Знал ли, что в тот самый день, как пошел, – «Серафимскому раю» наступил конец?

XLV

Папа Иннокентий III, как ни был умен, не мог понять, чего хотят от него эти странные, «дикие, лесные люди», silvestres homines, – Франциск и одиннадцать пришедших с ним братьев. «Жить, – говорили, – хотим по Евангелию». Многие уже приходили с этим в Рим: альбигойцы, патарины, бедняки лионские, ученики Арнольда и сколько еще других! Все они хорошо начинали, но кончали скверно – бунтом против Церкви и ересью.
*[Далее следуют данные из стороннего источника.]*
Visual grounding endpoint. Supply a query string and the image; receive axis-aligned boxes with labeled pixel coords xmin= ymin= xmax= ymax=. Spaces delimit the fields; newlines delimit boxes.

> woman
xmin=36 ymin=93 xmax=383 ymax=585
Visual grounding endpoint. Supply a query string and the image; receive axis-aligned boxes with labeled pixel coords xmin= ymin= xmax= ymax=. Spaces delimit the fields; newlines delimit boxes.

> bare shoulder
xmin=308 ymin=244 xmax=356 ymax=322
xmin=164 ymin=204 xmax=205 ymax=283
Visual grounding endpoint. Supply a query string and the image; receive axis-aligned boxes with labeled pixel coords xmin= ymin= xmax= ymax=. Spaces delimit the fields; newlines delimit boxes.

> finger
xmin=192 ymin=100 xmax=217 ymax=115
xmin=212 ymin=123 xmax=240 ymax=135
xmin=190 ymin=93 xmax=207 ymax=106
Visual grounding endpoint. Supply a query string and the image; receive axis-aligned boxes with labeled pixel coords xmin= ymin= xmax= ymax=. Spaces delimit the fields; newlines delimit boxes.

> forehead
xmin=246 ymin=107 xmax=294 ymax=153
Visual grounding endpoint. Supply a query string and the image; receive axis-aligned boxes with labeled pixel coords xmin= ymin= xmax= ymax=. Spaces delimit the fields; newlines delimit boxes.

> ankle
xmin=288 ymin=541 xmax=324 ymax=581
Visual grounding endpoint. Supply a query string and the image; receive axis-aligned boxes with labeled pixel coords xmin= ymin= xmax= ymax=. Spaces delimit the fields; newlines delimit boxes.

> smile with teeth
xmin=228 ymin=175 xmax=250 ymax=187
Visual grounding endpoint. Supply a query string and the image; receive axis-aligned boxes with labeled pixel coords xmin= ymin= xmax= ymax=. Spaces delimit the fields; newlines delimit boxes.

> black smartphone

Где же была порука, что и эти так же не кончат?[130] Если хотели, в самом деле, только «жить по Евангелию», отчего не постригались в любое из монашеских братств? – «Новое Братство повелел мне основать Господь», – повторял с тихим упорством Франциск или молчал с таким видом, как будто знал что-то, чего не мог или не хотел сказать никому.[131]

«Прост и глуп, simplex et idiota, и глупостью может наделать беды», – решили наконец о Франциске все приближенные папы.[132] С тем, что Франциск может беды наделать, соглашался и папа, но не с тем, что он глуп. «Кто это? что это?» – недоумевал он, вглядываясь в лицо его, вслушиваясь в речи: с папой говорил он хотя почтительно, но так, как мог бы говорить и с последним из Нищих Братьев.

Что было делать с ним папе? «Нет, не благословляю жить по Евангелию», – нельзя было прямо сказать, но и благословить непонятное – опасно. «Правило твое, сын мой, кажется нам трудным, сверх сил человеческих, – ответил он осторожно, умно. – В ревности твоей мы не сомневаемся, но должны думать и о тех, кто за тобой последует: будет ли им под силу жить, как ты живешь? Люди слабы, и добрая воля их редко бывает постоянной. Ступай же и молись, чтобы Господь открыл тебе волю свою, а мы еще подумаем».

Но сколько ни думал, – ничего не мог придумать, а в созванном по этому делу совещании кардиналов почти все решили, что дело, начатое Франциском, есть «нечто небывалое в Церкви и невозможное».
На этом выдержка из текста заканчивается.